SD + SV4: deepest S wave in any lead plus S wave in V4. RavL + SV3: the amplitude of R in aVL plus the amplitude of S or QS complex in V3. Sv1 + Rv5: the amplitude of S wave in V1 plus the amplitude of R wave in V5.
Electrocardiographic analysis revealed higher voltage values in the LVH group compared to the non‐LVH group using both the newly proposed (SD + SV4; 2.35 ± 0.95 vs. 1.47 ± 0.61, p < 0.0001) and Cornell limb lead criteria (RavL + SV3; 1.68 ± 0.61 vs. 1.25 ± 0.51, p < 0.0001).
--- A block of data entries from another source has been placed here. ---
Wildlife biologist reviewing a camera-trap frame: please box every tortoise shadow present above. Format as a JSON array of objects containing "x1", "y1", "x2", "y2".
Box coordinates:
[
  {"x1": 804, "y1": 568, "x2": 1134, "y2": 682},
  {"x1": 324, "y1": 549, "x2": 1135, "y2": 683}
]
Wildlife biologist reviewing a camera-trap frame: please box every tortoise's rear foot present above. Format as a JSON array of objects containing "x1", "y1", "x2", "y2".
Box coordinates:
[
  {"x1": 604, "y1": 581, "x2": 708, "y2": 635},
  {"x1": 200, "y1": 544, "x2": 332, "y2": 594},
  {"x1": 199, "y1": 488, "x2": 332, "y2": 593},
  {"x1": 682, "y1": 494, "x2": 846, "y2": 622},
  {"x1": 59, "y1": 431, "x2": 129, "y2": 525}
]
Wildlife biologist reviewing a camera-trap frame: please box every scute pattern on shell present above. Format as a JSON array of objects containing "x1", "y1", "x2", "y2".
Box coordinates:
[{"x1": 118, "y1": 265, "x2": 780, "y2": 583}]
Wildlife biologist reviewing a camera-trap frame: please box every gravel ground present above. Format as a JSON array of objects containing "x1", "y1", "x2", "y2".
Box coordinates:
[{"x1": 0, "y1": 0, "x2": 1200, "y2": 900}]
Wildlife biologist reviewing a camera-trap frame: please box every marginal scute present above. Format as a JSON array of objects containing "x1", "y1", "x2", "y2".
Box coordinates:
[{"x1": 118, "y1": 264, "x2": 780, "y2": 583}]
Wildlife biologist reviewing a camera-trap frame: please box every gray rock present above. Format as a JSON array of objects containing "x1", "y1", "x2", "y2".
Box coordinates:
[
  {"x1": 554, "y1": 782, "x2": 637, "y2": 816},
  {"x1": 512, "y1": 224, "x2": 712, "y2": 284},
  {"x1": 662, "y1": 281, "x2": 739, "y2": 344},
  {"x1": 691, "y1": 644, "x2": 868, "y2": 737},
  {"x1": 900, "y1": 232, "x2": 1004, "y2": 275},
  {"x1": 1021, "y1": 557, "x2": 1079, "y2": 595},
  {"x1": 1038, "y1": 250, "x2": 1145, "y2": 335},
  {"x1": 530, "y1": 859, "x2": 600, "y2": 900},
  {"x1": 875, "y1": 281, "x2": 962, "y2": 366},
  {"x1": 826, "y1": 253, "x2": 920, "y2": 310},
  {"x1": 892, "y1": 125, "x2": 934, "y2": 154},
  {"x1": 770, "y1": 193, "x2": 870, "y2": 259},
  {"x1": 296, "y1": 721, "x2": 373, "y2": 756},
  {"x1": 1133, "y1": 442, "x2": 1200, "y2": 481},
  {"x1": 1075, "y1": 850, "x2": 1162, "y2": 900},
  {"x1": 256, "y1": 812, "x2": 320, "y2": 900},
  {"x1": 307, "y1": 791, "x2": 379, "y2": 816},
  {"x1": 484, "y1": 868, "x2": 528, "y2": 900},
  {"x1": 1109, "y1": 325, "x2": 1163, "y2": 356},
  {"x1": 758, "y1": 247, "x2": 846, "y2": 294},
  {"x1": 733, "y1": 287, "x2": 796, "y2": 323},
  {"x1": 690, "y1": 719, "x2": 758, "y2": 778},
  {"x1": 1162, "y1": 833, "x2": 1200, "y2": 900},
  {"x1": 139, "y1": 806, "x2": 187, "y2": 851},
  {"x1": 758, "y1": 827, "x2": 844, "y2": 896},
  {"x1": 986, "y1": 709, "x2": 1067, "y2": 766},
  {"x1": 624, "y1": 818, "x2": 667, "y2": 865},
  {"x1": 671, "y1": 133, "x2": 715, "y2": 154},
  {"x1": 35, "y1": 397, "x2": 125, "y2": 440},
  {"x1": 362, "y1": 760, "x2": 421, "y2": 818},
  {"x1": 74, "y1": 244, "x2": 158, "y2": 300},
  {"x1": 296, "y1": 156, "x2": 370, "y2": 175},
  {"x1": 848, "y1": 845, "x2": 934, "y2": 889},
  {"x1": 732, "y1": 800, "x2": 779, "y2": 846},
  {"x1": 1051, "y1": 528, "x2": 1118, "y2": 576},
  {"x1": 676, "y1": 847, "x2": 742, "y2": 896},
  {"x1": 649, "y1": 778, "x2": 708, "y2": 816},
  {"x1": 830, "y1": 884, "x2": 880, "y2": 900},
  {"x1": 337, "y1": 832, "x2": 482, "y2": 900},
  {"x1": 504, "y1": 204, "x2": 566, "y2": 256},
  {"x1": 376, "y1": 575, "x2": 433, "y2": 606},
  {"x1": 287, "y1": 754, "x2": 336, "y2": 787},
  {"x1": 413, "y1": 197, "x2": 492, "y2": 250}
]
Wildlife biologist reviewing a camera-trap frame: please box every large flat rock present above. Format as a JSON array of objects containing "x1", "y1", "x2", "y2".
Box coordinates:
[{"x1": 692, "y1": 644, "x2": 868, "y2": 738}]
By contrast, the Sokolow–Lyon criteria (SV1 + RV5) found no significant difference between the groups (2.09 ± 0.86 vs. 1.90 ± 0.71, p = 0.06). Subsequently, sensitivity and specificity values were compared between the different sets of criteria. The newly proposed criteria showed the best sensitivity (male: 65.5%; female: 81.0%), followed by the Cornell limb lead criteria (male: 55.2%; female: 56.9%), and finally the Sokolow–Lyon criteria (male: 63.8%; female: 51.7%). The specificity of the newly proposed criteria (male: 74.1%; female: 77%) and the specificity of the Cornell limb lead criteria (male: 75.9%; female: 94.0%) were both higher than that of the Sokolow–Lyon criteria (male: 56.9%; female: 59.0%).
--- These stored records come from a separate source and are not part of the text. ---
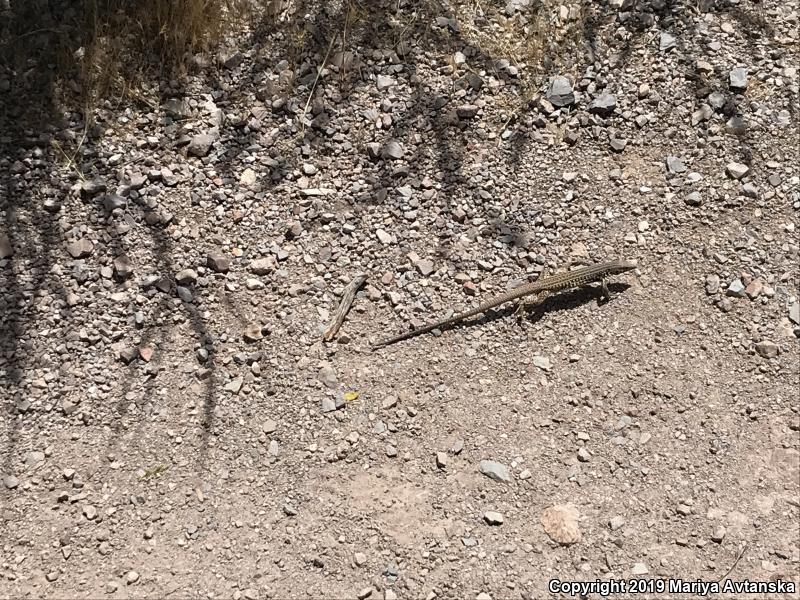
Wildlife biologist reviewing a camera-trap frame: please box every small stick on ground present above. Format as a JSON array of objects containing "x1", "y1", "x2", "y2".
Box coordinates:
[
  {"x1": 322, "y1": 273, "x2": 367, "y2": 342},
  {"x1": 300, "y1": 35, "x2": 337, "y2": 133},
  {"x1": 717, "y1": 542, "x2": 749, "y2": 583}
]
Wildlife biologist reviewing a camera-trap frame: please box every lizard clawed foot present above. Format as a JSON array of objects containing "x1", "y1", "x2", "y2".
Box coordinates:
[{"x1": 514, "y1": 292, "x2": 549, "y2": 324}]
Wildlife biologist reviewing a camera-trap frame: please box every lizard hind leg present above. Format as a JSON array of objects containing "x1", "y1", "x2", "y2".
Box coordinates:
[{"x1": 598, "y1": 279, "x2": 611, "y2": 302}]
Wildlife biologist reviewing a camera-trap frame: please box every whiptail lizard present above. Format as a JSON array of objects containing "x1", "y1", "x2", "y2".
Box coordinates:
[{"x1": 372, "y1": 260, "x2": 636, "y2": 349}]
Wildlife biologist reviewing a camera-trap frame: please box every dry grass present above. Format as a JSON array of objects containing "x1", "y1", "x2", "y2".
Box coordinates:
[{"x1": 0, "y1": 0, "x2": 262, "y2": 124}]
Receiver operating characteristic curves were then constructed. This permitted optimal cutoff values to be determined according to the maximum Youden index (the sum of the sensitivity and specificity). With regards to the novel criteria, values of ≥2.6 mV for male (AUC: 0.772; 95% CI: 0.687–0.856) and ≥2.1 mV for female subjects (AUC: 0.832; 95% CI: 0.757–0.906) were considered positive for LVH (Figures 2 and 3). Our data suggest that the Cornell limb lead criteria predicted LVH at lower values (males: 2.04 mV; females: 1.71 mV) than in the guidelines (2.8, 2.0 mV, respectively). We also observed the same phenomenon in the standard of the Sokolow–Lyon criteria (males: 2.05 mV; females: 1.95 mV). This may suggest different cutoff values for Chinese ethnicity.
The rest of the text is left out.